FIGAROVOX/TRIBUNE - Le passe vaccinal entre en vigueur ce lundi 24 janvier, soutenu par une majorité de la population française. Samuel Fitoussi estime que la popularité de cette mesure s'explique davantage par une opposition aux anti-vaccins que par une mise en balance rationnelle de ses coûts et bénéfices.
Par Samuel Fitoussi
Publié , mis à jour
Samuel Fitoussi est étudiant à Cambridge en économie puis à HEC, et écrivain satirique - fondateur du blog La Gazette de l'Étudiant.
Contre le passe vaccinal, il existe de solides arguments de principe (on peut s'inquiéter du précédent établi par la suppression des droits fondamentaux de citoyens qui n'enfreignent aucune loi) mais aussi de nombreux arguments d'ordre pratique. Concentrons-nous sur ceux-ci.
Maintenant que l'on sait que le vaccin ne limite pas (ou peu) la transmission, pourquoi obliger un adolescent de 17 ans en parfaite santé dont la probabilité d'encombrer les hôpitaux est proche de zéro à recevoir une troisième dose ? La stratégie de vaccination de l'ensemble de la population avec boosters réguliers - raisonnable en juillet 2021 lorsque nous pensions que le vaccin limitait significativement la contamination - n'a-t-elle pas perdu une grande partie de son intérêt ? Pire, ne pourrait-elle pas être contre-productive ? Il est possible que l'injection de ces millions de doses à des jeunes en bonne santé nuise à la campagne de vaccination des populations à risque (13,7% des plus de 80 ans n'ont reçu aucune dose de vaccin, la couverture vaccinale française est une des moins bien ciblées de tous les pays occidentaux) et in fine, participe à l'encombrement des hôpitaux. Centres de vaccination engorgés (imaginez le Français de 82 ans qui se connecte sur Doctolib : si l'unique rendez-vous disponible n'est que six jours plus tard loin de chez lui, il n'ira peut-être pas au bout de la démarche), mauvaise allocation des ressources (les ressources publiques étant finies, plus on alloue de ressources à la vaccination des jeunes moins il en reste pour la vaccination des personnes à risque.

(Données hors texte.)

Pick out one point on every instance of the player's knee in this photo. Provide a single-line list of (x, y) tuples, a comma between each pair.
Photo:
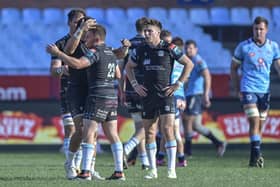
[(252, 112), (137, 118), (67, 120), (263, 115)]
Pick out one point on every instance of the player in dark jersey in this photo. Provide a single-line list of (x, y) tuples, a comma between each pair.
[(158, 57), (134, 104), (59, 69), (101, 106)]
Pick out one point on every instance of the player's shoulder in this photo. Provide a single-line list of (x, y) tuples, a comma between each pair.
[(272, 43)]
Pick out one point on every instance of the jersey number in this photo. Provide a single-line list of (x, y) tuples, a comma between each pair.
[(111, 72)]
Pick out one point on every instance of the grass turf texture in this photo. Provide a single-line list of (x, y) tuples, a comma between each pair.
[(204, 169)]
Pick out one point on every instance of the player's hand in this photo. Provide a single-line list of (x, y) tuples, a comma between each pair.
[(52, 49), (169, 90), (181, 104), (88, 24), (140, 90), (122, 97), (126, 43), (65, 70), (206, 101)]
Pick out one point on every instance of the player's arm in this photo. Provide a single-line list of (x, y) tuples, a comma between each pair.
[(207, 86), (129, 68), (75, 63), (57, 69), (235, 64), (122, 51), (188, 66), (74, 40), (277, 66)]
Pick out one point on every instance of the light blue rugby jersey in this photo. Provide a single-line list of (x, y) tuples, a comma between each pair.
[(177, 70), (196, 80), (255, 64)]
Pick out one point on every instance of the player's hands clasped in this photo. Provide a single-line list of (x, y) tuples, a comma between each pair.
[(140, 90), (52, 49), (169, 90)]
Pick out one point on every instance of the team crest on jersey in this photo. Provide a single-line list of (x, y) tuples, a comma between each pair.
[(251, 54), (160, 53), (147, 61)]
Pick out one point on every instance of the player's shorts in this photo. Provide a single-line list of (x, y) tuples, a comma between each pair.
[(77, 96), (101, 109), (194, 105), (64, 102), (260, 99), (177, 110), (134, 103), (153, 106)]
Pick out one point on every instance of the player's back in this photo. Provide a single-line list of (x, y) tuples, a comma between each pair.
[(196, 80), (101, 74), (256, 61)]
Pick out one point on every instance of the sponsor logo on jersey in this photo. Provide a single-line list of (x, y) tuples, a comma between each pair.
[(13, 93), (160, 53)]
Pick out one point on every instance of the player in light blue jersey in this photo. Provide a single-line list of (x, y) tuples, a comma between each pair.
[(254, 57), (197, 97), (180, 103)]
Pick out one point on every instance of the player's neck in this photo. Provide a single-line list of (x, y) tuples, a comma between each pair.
[(154, 43), (259, 41)]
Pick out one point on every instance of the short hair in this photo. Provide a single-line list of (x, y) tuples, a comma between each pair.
[(75, 12), (164, 33), (260, 19), (100, 31), (178, 41), (189, 42), (140, 23), (154, 22)]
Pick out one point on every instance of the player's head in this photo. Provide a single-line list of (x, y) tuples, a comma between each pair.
[(166, 36), (140, 24), (152, 31), (73, 18), (191, 48), (95, 36), (260, 29), (179, 42)]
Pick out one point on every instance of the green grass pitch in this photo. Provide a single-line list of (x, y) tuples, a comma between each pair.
[(204, 169)]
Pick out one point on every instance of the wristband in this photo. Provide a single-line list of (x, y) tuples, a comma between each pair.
[(59, 70), (77, 33), (181, 84)]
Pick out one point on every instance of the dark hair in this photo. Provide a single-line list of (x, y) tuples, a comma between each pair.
[(75, 12), (260, 19), (164, 33), (100, 31), (82, 20), (140, 23), (178, 41), (189, 42), (154, 22)]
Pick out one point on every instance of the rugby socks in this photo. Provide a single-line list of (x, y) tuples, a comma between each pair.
[(66, 144), (78, 158), (117, 150), (144, 159), (129, 146), (181, 157), (151, 149), (93, 164), (171, 149), (188, 144), (160, 155), (255, 146), (88, 150), (71, 160), (214, 139)]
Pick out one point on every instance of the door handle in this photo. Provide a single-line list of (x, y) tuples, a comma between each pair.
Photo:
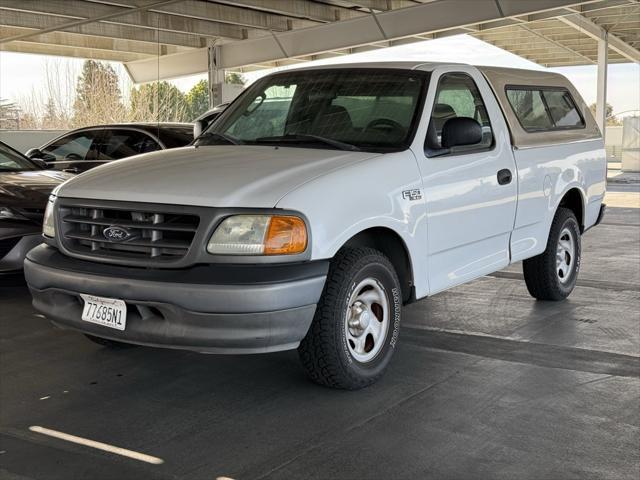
[(504, 176)]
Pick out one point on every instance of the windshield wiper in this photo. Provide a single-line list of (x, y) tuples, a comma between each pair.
[(306, 138), (222, 136)]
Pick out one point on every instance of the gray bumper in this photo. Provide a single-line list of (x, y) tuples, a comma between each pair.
[(244, 316), (12, 261)]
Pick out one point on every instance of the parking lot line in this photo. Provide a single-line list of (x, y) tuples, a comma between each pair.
[(97, 445)]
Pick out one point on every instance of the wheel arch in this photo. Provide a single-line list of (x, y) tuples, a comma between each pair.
[(391, 244), (573, 199)]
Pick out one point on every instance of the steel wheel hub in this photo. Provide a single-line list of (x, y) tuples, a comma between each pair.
[(367, 320), (565, 255)]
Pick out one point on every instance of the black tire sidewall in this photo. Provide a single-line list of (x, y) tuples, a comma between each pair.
[(569, 221), (388, 279)]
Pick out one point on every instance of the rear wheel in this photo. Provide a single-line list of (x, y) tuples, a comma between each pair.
[(552, 275), (112, 344), (355, 328)]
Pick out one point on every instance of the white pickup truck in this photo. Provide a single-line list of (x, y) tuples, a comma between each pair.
[(317, 204)]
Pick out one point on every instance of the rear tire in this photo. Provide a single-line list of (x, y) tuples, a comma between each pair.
[(552, 275), (355, 329), (111, 344)]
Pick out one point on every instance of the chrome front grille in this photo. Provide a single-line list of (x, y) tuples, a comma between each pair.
[(126, 233)]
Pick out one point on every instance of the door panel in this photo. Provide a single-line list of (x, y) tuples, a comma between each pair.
[(470, 214)]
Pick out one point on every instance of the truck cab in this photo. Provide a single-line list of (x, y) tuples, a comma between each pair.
[(320, 202)]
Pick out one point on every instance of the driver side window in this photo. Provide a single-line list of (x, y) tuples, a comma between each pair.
[(457, 97), (77, 146)]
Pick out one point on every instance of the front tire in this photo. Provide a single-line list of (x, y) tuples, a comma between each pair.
[(552, 275), (355, 329)]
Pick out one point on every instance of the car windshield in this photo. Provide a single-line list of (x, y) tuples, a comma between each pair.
[(345, 109), (12, 161)]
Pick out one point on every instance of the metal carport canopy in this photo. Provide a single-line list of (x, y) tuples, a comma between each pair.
[(159, 39)]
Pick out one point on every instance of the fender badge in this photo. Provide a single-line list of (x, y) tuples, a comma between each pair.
[(412, 195)]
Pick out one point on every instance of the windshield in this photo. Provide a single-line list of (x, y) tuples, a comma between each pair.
[(12, 161), (348, 109)]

Au Royaume-Uni et en Espagne, les rendez-vous de vaccination sont attribués par le gouvernement aux personnes âgées et communiquées par SMS - aucune démarche de ce type n'est envisagée en France), insistance sur l'injection de troisièmes doses alors que - du fait de l'augmentation exponentielle du risque avec l'âge - ces injections auraient peut-être un meilleur rendement si elles étaient utilisées comme 4e dose pour les personnes boostées il y a déjà quelques mois.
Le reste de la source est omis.